British Prime Minister Gordon Brown has announced that he will not attend the European Union-African Union summit slated for December in Lisbon if Zimbabwe's President Robert Mugabe also attends. Tendai Maphosa has more in this report for VOA from London.

British Prime Minister Gordon Brown's threat was published in an article he wrote for The Independent daily newspaper. He said Mr. Mugabe's attendance would divert attention from important issues that need to be resolved.

A statement released later by the prime minister's office said Mr. Brown might attend if Zimbabwe was represented by another government official.

Mr. Brown said the Zimbabwe leader's attendance would mean a suspension of a travel ban imposed by the European Union on Mr. Mugabe and other Zimbabwe officials for alleged human rights abuses.

The British prime minister blamed Mr. Mugabe for the economic meltdown and human rights abuses in Zimbabwe. He said the British government is doing its best to alleviate the suffering of ordinary Zimbabweans and announced an additional $16 million in aid to Zimbabwe.

Britain provides Zimbabwe about $80 million annually in humanitarian assistance and HIV and AIDS care.

Mr. Brown said the travel ban may be extended to include more individuals close to Mr. Mugabe and that he wants to put pressure on the U.N. Security Council to send a humanitarian team to Zimbabwe.

Mr. Brown's threat follows a call by the Archbishop of York, John Sentamu, to increase pressure on Mr. Mugabe's government. South African Archbishop Desmond Tutu also called for a more effective intervention by the prime minister.

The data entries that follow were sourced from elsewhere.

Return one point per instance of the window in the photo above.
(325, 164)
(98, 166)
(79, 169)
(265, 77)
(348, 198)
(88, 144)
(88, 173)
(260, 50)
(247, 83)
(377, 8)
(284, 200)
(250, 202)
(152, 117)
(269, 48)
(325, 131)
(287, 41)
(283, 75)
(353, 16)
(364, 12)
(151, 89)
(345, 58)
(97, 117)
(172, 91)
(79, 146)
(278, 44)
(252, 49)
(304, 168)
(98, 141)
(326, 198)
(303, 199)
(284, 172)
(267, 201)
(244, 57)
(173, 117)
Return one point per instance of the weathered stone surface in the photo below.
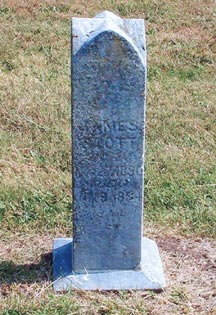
(150, 277)
(108, 93)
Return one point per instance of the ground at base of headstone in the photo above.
(150, 277)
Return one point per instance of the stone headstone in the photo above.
(108, 113)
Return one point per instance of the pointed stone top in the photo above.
(107, 15)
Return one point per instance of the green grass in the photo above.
(35, 111)
(35, 151)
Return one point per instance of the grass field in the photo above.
(35, 154)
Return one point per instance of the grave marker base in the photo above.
(150, 277)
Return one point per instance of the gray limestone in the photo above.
(108, 113)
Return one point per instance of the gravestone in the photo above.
(108, 131)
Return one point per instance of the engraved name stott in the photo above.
(108, 126)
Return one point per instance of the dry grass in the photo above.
(35, 163)
(189, 264)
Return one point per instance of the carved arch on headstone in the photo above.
(110, 34)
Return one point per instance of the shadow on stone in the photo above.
(26, 273)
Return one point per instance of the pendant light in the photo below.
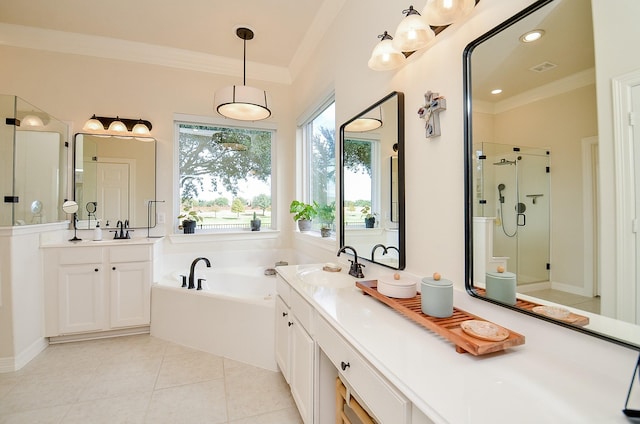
(242, 102)
(413, 33)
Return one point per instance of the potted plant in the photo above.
(369, 217)
(255, 223)
(303, 213)
(327, 215)
(189, 219)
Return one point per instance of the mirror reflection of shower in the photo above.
(512, 195)
(501, 188)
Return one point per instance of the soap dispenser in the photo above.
(97, 232)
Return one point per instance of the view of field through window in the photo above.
(224, 176)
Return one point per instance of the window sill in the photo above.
(223, 236)
(314, 238)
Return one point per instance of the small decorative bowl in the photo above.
(400, 289)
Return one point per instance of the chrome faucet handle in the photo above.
(200, 280)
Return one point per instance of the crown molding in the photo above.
(131, 51)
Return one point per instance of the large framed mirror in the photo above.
(114, 180)
(372, 182)
(545, 192)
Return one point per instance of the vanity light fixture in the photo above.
(531, 36)
(242, 102)
(31, 121)
(413, 33)
(118, 126)
(384, 56)
(417, 31)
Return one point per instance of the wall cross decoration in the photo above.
(430, 112)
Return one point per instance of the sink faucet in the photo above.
(356, 268)
(192, 271)
(373, 251)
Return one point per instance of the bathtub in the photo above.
(233, 316)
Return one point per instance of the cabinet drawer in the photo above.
(284, 289)
(302, 311)
(386, 403)
(129, 254)
(85, 255)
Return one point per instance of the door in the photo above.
(113, 191)
(81, 298)
(302, 351)
(130, 287)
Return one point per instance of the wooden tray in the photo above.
(449, 328)
(573, 319)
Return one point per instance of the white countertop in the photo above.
(558, 375)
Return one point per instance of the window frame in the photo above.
(221, 122)
(304, 188)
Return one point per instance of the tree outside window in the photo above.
(225, 174)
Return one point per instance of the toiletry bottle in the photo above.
(97, 233)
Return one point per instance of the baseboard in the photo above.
(15, 363)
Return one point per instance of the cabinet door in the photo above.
(81, 298)
(130, 287)
(302, 354)
(283, 323)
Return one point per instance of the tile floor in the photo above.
(142, 379)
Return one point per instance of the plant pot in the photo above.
(304, 225)
(189, 227)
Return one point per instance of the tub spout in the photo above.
(193, 268)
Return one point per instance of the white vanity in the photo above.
(98, 288)
(402, 373)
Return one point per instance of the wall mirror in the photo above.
(33, 164)
(372, 182)
(538, 143)
(114, 180)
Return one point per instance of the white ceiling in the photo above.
(285, 30)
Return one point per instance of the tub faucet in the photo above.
(373, 251)
(192, 271)
(356, 268)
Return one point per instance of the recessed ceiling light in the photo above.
(531, 36)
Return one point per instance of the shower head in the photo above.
(503, 161)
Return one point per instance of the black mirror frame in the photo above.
(401, 176)
(468, 179)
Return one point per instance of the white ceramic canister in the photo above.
(501, 286)
(437, 297)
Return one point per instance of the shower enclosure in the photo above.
(33, 164)
(511, 190)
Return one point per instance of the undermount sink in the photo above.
(319, 277)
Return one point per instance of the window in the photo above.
(320, 159)
(225, 175)
(361, 175)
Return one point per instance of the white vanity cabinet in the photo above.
(94, 287)
(295, 348)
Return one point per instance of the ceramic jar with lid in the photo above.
(501, 286)
(437, 297)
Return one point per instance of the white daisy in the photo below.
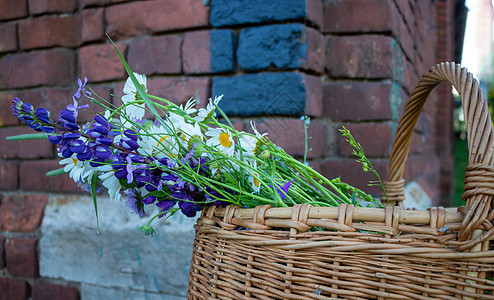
(208, 112)
(134, 111)
(188, 109)
(222, 139)
(190, 134)
(110, 182)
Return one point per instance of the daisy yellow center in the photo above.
(162, 139)
(137, 96)
(225, 140)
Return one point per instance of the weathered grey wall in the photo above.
(118, 262)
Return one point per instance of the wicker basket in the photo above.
(369, 253)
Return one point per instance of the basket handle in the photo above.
(479, 181)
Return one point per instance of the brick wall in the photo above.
(346, 63)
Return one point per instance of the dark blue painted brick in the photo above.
(222, 50)
(281, 45)
(232, 12)
(261, 94)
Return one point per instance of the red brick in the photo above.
(44, 290)
(156, 55)
(86, 3)
(407, 13)
(44, 67)
(353, 16)
(33, 177)
(375, 139)
(13, 9)
(351, 172)
(51, 6)
(9, 171)
(48, 31)
(289, 135)
(136, 18)
(314, 95)
(8, 42)
(2, 251)
(23, 149)
(93, 25)
(22, 212)
(179, 90)
(196, 52)
(357, 101)
(365, 56)
(13, 289)
(101, 62)
(21, 257)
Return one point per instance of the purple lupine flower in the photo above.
(67, 116)
(149, 200)
(131, 134)
(130, 168)
(102, 151)
(134, 203)
(103, 121)
(75, 107)
(129, 144)
(27, 108)
(187, 208)
(55, 139)
(16, 107)
(87, 155)
(42, 114)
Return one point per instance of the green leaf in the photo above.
(56, 172)
(94, 184)
(136, 83)
(28, 136)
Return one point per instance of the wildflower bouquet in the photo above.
(183, 158)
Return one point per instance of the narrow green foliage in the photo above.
(366, 164)
(94, 184)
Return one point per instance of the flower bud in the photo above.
(265, 154)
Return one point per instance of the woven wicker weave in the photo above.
(369, 253)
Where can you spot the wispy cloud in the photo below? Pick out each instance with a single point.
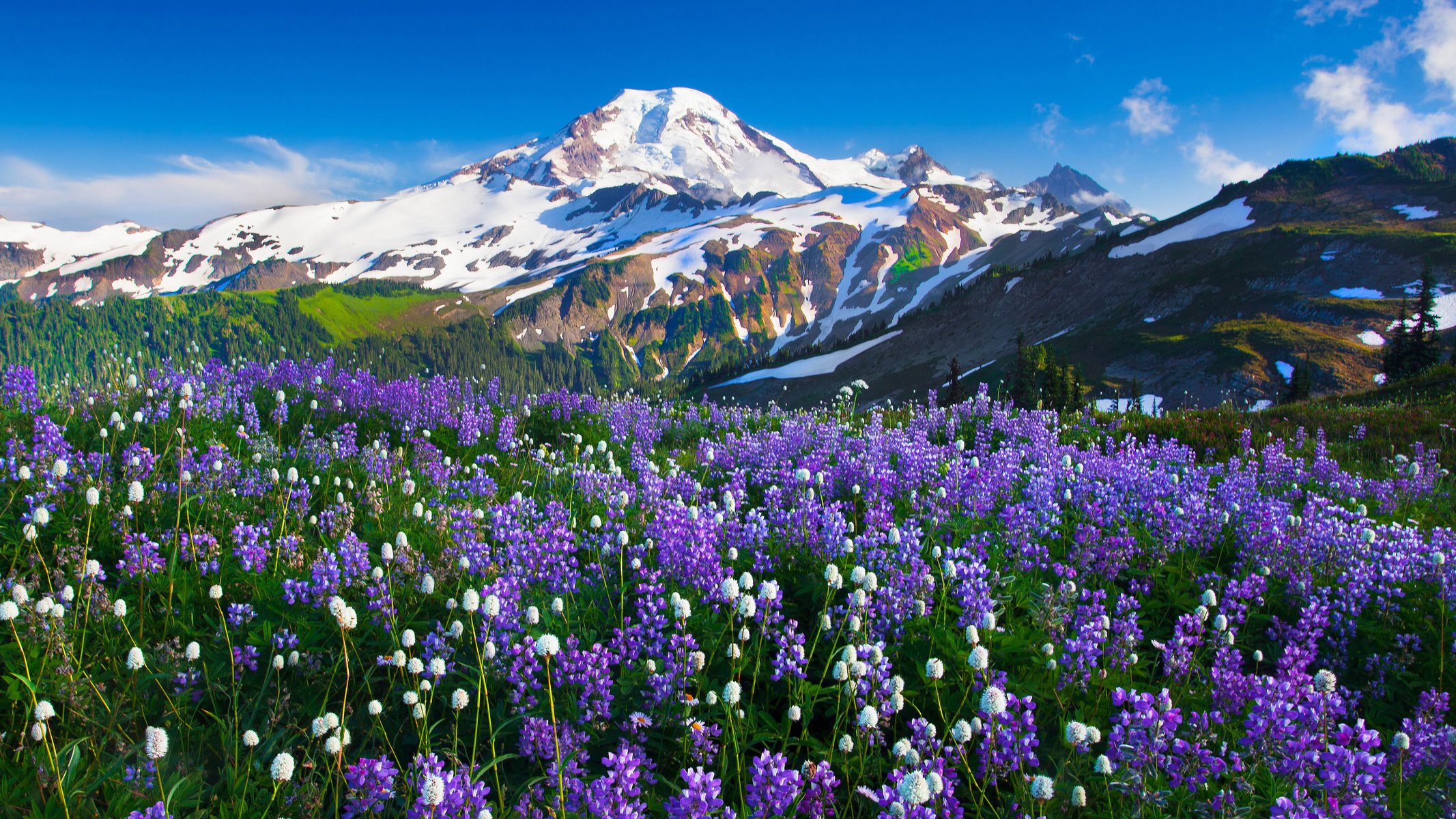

British Member of Parliament Kate Hoey who heads the all-party parliamentary committee on Zimbabwe welcomed the prime minister's announcement. She said it would force African leaders to come out against what Mr. Mugabe is doing in Zimbabwe.

"There has not been an African Union-European Union summit for some years because of the situation in Zimbabwe," said Hoey. "It would be quite wrong for our country to allow the sanctions, which prevents Mugabe from traveling, to be lifted to allow him to come to this summit because it then would be showing that we felt he was a dictator who we could deal with."

The Zimbabwean government has dismissed Mr. Brown's threat of boycotting the summit by saying he is "wasting his time."

An AFP report quotes Deputy Information Minister Bright Matonga as saying Mr. Mugabe was invited and is going to Lisbon whether Gordon Brown attends or not. But Reuters quoted a Portuguese official as saying no decision had been made on whether to invite Mr. Mugabe.

Zimbabwe's government blames western imposed sanctions for the country's problems, but critics of Mr. Mugabe say mismanagement of the economy is the cause.